|System: X360, PS3, Wii, PS2, PC, PSP||Review Rating Legend|
|Dev: Konami||1.0 - 1.9 = Avoid||4.0 - 4.4 = Great|
|Pub: Konami||2.0 - 2.4 = Poor||4.5 - 4.9 = Must Buy|
|Release: March 17, 2009||2.5 - 2.9 = Average||5.0 = The Best|
|Players: 1-4||3.0 - 3.4 = Fair|
|ESRB Rating: Everyone||3.5 - 3.9 = Good|
That was probably the longest control section I've ever written, but really, that's what PES 2009 for Wii is all about. Thankfully, all the game modes the PES faithful have become accustomed to are here. The Master League (career mode) is as tight as ever. You can play tournaments, one-off matches, standard leagues, cup competitions, there's the training pitch, an enhanced Champions Road mode that even allows you to develop a team of Miis, and the oft-touted Champions League license, all of which is available for players to run through.
The team editor is also remarkably complex. Since Konami doesn't have nearly as expansive licensing rights as EA does, players are forced to create teams, players, kits, emblems, logos, etc. PES 2009 for Wii lets you do all that, but I find fiddling around with it to be tedious and tiresome. Still, I suppose it's an important option for diehard fans. Nevertheless, the lack of licensing is something with which Konami still struggles. As such, picking up PC versions of PES and downloading the community patches is, for me, always the way to go.
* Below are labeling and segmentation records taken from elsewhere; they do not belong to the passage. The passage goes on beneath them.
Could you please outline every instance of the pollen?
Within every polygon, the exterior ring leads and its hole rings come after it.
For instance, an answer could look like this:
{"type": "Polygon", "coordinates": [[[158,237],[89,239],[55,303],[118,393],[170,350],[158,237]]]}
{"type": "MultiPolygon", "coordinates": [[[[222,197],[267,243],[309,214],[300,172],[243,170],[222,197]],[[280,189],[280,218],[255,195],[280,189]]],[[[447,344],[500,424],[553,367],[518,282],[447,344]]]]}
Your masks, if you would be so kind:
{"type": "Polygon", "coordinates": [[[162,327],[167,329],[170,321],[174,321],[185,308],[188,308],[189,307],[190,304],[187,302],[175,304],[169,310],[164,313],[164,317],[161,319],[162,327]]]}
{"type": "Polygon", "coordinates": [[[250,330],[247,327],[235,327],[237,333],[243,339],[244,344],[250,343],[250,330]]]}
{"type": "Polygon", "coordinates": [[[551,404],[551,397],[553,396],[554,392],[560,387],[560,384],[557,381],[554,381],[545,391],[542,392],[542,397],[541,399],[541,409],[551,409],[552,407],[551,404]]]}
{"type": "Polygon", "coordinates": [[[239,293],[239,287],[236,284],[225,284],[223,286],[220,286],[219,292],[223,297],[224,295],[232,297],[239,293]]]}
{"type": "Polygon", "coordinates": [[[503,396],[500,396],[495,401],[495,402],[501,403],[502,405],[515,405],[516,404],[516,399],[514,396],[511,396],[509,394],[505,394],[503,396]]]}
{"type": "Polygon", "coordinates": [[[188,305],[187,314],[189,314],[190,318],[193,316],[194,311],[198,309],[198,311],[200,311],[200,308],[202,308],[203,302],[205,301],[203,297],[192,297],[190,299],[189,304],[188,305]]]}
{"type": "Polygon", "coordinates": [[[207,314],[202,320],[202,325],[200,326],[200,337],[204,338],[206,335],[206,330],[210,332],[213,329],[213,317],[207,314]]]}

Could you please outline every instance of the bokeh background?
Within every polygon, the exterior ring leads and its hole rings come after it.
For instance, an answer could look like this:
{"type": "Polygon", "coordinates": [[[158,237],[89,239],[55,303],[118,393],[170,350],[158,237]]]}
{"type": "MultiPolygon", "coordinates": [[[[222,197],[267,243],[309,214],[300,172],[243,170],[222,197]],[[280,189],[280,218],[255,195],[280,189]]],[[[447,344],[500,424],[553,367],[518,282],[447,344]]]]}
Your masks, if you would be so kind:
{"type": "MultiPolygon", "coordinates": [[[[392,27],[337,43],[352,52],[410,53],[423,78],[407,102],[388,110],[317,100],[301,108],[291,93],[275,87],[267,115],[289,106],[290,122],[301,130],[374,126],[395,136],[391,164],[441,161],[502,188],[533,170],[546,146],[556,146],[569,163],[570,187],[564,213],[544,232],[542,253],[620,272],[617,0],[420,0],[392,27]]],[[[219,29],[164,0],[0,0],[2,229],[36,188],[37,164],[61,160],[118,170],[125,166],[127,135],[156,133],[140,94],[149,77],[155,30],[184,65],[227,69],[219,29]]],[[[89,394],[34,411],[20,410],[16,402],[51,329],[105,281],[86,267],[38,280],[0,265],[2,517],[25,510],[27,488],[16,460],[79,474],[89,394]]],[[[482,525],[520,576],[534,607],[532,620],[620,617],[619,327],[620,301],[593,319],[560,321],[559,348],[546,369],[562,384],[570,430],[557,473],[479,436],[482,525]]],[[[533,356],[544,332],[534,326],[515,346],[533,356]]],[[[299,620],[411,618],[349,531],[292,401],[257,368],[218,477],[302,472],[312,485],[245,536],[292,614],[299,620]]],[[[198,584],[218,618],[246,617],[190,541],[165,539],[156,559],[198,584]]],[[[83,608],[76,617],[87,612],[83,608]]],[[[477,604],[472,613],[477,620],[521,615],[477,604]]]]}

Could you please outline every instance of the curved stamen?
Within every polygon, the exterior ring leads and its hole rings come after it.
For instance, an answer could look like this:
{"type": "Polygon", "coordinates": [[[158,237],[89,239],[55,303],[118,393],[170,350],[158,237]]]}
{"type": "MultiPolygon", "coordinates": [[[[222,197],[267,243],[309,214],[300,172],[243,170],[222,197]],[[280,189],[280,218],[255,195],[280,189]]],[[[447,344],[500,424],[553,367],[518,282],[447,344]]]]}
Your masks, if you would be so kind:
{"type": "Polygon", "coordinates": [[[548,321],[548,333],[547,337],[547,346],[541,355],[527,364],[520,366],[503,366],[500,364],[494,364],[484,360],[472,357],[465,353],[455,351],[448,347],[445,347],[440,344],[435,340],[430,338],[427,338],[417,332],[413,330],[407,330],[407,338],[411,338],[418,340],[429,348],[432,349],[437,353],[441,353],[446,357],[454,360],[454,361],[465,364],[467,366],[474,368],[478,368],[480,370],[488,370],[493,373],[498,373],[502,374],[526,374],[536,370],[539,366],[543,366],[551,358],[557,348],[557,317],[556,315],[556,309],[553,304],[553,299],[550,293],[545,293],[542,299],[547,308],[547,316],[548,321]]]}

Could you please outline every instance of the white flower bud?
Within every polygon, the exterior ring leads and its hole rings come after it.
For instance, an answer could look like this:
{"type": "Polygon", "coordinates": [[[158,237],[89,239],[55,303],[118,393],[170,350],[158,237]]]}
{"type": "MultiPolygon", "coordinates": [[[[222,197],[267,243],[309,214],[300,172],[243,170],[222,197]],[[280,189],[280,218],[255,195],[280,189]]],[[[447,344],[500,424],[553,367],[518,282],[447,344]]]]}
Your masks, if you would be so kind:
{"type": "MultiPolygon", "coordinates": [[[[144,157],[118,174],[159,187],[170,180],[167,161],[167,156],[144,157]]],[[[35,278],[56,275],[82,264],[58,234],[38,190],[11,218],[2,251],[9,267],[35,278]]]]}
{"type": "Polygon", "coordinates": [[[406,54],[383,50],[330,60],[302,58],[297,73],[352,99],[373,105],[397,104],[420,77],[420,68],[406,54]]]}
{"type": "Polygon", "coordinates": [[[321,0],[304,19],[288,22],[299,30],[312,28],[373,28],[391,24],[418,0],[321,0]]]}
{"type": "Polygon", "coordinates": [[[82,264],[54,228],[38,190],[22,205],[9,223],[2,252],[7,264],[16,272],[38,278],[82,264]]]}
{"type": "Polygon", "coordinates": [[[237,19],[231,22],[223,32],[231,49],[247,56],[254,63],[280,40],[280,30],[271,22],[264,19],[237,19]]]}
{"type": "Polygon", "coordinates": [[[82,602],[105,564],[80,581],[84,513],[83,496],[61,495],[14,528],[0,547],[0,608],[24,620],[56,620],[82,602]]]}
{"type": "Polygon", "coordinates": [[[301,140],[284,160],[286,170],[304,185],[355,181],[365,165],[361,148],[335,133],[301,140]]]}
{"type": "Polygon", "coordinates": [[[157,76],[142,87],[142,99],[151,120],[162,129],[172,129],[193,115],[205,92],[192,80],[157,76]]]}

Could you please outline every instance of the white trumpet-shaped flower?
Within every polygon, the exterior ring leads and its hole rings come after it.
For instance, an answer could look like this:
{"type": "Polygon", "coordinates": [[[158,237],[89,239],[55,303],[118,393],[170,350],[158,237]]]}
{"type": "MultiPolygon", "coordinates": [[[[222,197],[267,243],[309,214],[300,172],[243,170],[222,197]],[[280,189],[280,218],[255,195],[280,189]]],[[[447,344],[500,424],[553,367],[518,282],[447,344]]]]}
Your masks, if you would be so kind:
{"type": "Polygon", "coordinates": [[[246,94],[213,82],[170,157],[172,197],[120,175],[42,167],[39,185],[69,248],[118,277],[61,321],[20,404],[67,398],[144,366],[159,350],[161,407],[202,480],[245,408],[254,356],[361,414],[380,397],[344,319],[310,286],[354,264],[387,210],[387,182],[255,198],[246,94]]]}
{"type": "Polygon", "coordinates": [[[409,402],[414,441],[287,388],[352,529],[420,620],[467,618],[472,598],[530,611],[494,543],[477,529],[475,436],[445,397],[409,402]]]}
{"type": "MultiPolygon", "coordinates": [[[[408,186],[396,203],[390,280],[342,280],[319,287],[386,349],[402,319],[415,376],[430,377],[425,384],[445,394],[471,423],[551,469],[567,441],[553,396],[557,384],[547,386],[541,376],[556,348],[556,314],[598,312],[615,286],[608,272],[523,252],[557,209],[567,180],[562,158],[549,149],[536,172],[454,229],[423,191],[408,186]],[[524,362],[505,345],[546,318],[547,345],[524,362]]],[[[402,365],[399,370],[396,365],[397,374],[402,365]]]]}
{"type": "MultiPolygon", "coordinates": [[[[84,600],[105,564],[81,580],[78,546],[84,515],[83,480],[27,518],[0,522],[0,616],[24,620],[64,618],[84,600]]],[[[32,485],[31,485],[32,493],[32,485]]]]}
Players can also try their hand at four-player, local co-op. However, due to the new controls, I actually find single-player action to be far more compelling. Like last year, a deep online component is available through the Nintendo Wi-Fi Connection. While there, you can set up friend lists, make friend requests, manage black lists, filter by network connection quality, and stay current with the most recent updates to licensed team rosters. Being able to play matches against competitors around the world is certainly enjoyable, giving the title a lot of longevity. The only problem players may encounter is freezing due to sporadic yet persistent lag issues.
On the presentation front, PES 2009 looks pretty tight for a Wii title. The stadiums, while plagued by aliasing issues, are still nice to look at. The licensed players look good, though not nearly as realistic as they do on the Xbox 360 or PS3. In terms of audio, the commentary is very professional though by no means stands out. Nevertheless, I found the action to be well captured by the English-speaking duo. On a side note, players that speak other languages, such as Spanish, French, or Portuguese will find that PES 2009 can be tailored to their native tongue - a nice touch considering the demographic.
All in all, PES 2009 is one of the best sports titles to release this calendar year. In fact, I would say it definitely rivals FIFA 2009 and even NHL 2009. What a surprise! Now I can't wait for the 2010 version to come out to see how this title matures on the system.